Ukraine has mostly avoided taking direct responsibility for these attacks, staying quiet rather than celebrating any Russian setbacks. As one Ukrainian official said last year: “We don’t say yes and we don’t say no.” This strategic ambiguity, so to speak, is partly because these attacks are audacious and risk potential escalation with Moscow. Also, if Ukraine used any Western weapons to carry out these strikes, it could feed Putin’s narrative that the threat of NATO is fueling his Ukraine invasion. The US and its allies have, in the past, also indicated they do not want to enable or encourage Ukraine to hit within Russia.
These recent drone strikes in Moscow are more about optics than directly targeting Russia’s war logistics. But, of course, Russia is able to carry on this war because its public, and its elites, are insulated from the pain of it. It’s hard to know exactly what the Russian population thinks of the so-called special military operation, but it does seem that the majority support it, or at least aren’t actively opposed to it. That has flagged at moments when the war has been made real — think Putin’s mobilization effort last year, which prompted protests and people fleeing en masse. The Wagner rebellion also showed that Russian politics are not fully protected from battlefield setbacks. A few Moscow visits from Ukrainian drones pierces that armor, too.
The drones used in these attacks also seem to be homegrown, and a New York Times analysis found that Ukrainian-made models were used in these strikes on Moscow. Kyiv is scaling up its drone fleet, and this is a way to show it is investing in, developing, and expanding its own military capabilities amid war.
Federico Borsari, a Leonardo fellow with the Transatlantic Defense and Security Program at the Center for European Policy Analysis (CEPA), said that in some ways, Ukraine is mirroring what Russia has done, which is use drones — like those the Kremlin has purchased from Iran — to carry out attacks in Ukraine and penetrate Kyiv’s air defense systems.
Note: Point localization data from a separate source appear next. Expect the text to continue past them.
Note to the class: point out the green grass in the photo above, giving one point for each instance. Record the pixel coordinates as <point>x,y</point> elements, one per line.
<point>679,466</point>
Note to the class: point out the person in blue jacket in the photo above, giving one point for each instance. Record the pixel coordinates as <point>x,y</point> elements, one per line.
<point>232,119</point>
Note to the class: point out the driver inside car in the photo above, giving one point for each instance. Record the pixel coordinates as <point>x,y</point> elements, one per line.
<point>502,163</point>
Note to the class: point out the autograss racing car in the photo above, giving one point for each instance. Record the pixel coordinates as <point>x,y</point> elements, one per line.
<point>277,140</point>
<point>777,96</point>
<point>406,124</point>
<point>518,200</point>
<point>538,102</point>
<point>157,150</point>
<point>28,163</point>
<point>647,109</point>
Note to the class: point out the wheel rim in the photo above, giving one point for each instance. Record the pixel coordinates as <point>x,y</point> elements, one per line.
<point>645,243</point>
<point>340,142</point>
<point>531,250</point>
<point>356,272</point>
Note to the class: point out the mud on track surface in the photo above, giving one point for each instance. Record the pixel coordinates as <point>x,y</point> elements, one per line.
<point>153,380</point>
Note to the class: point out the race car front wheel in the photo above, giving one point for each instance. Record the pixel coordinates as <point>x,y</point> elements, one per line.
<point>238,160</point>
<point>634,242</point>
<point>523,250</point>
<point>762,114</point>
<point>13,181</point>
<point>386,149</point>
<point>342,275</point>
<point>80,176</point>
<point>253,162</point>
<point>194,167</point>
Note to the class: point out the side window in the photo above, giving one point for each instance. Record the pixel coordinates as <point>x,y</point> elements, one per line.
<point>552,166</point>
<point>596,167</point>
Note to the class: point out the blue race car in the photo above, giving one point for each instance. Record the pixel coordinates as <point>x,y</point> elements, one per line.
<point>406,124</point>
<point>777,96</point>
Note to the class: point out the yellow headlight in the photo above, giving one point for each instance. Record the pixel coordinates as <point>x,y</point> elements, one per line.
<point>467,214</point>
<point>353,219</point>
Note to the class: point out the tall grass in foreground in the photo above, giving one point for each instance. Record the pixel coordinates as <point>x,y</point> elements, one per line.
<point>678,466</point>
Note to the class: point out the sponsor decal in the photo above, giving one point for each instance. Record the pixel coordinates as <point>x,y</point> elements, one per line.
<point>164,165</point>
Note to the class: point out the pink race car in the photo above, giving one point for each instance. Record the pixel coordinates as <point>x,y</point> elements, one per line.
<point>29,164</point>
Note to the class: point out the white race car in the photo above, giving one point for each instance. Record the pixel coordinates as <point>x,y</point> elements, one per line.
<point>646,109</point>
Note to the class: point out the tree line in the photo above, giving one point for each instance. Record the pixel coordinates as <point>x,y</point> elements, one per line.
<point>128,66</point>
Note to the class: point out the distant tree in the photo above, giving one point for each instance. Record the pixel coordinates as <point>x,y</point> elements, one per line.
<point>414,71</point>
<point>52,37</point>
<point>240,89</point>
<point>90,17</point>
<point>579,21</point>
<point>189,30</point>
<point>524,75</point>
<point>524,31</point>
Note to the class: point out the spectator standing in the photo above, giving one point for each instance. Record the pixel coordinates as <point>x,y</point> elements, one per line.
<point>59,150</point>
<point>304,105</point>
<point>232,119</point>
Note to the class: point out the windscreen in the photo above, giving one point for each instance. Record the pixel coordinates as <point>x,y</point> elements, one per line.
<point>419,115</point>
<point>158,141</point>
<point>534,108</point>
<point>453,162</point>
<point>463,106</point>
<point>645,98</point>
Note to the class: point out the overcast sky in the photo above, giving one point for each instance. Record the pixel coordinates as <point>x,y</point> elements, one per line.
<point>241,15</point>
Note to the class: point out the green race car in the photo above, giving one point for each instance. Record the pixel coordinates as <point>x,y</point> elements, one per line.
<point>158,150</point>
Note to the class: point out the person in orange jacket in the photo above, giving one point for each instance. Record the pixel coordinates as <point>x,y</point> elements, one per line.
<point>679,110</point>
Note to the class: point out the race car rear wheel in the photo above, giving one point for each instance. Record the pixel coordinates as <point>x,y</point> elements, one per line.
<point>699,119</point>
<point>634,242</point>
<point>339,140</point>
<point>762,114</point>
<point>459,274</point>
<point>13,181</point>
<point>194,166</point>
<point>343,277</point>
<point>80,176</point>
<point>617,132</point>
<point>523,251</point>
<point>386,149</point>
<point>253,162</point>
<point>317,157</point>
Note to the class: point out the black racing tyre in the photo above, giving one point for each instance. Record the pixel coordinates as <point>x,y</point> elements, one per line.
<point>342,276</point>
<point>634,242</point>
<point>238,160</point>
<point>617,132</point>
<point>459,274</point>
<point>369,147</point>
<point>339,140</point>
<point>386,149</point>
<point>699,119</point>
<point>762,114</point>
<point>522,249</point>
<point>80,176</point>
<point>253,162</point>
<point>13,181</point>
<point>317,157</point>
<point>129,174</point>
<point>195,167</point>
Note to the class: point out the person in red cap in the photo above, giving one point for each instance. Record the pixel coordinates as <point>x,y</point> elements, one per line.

Russian drones have been used in recent attacks on a grain silo in Odesa and a critical river port on the Danube, which Ukraine will rely on to export agricultural products now that the Black Sea routes are effectively blockaded again.
“Ukraine is trying now to build the same type of capabilities — a cheap, long-range attack capability to target Russian objectives, deplete Russian air defenses,” Borsari said.
“It hasn’t the numbers yet to conduct this kind of attack at scale,” he added. “But I think, with time, we will see an increasing of this attack, and we will see more large-scale drone attacks by Ukraine against Russian targets, whether they are industrial complexes or military bases and the like.”
It seems unlikely that these recent drone attacks will fully change Putin’s calculus about the war, but it does communicate to Russia that Ukraine can increasingly strike Russian targets. That may force Russia to expend resources to try to protect different assets within Russia, which could stretch its military capabilities, especially as Ukraine wages its counteroffensive, which has shifted into a much more attritional conflict yet again.
From Ukraine’s perspective, a greater ability to wage war and defend itself is a success, one that Ukrainian officials are likely as happy to sell at home as they are eager to let Moscow know. “It’s not a silver bullet for winning the war,” said Borsari. “But this demonstrates that Ukraine could really integrate, and can use proficiently, all kinds of technology.”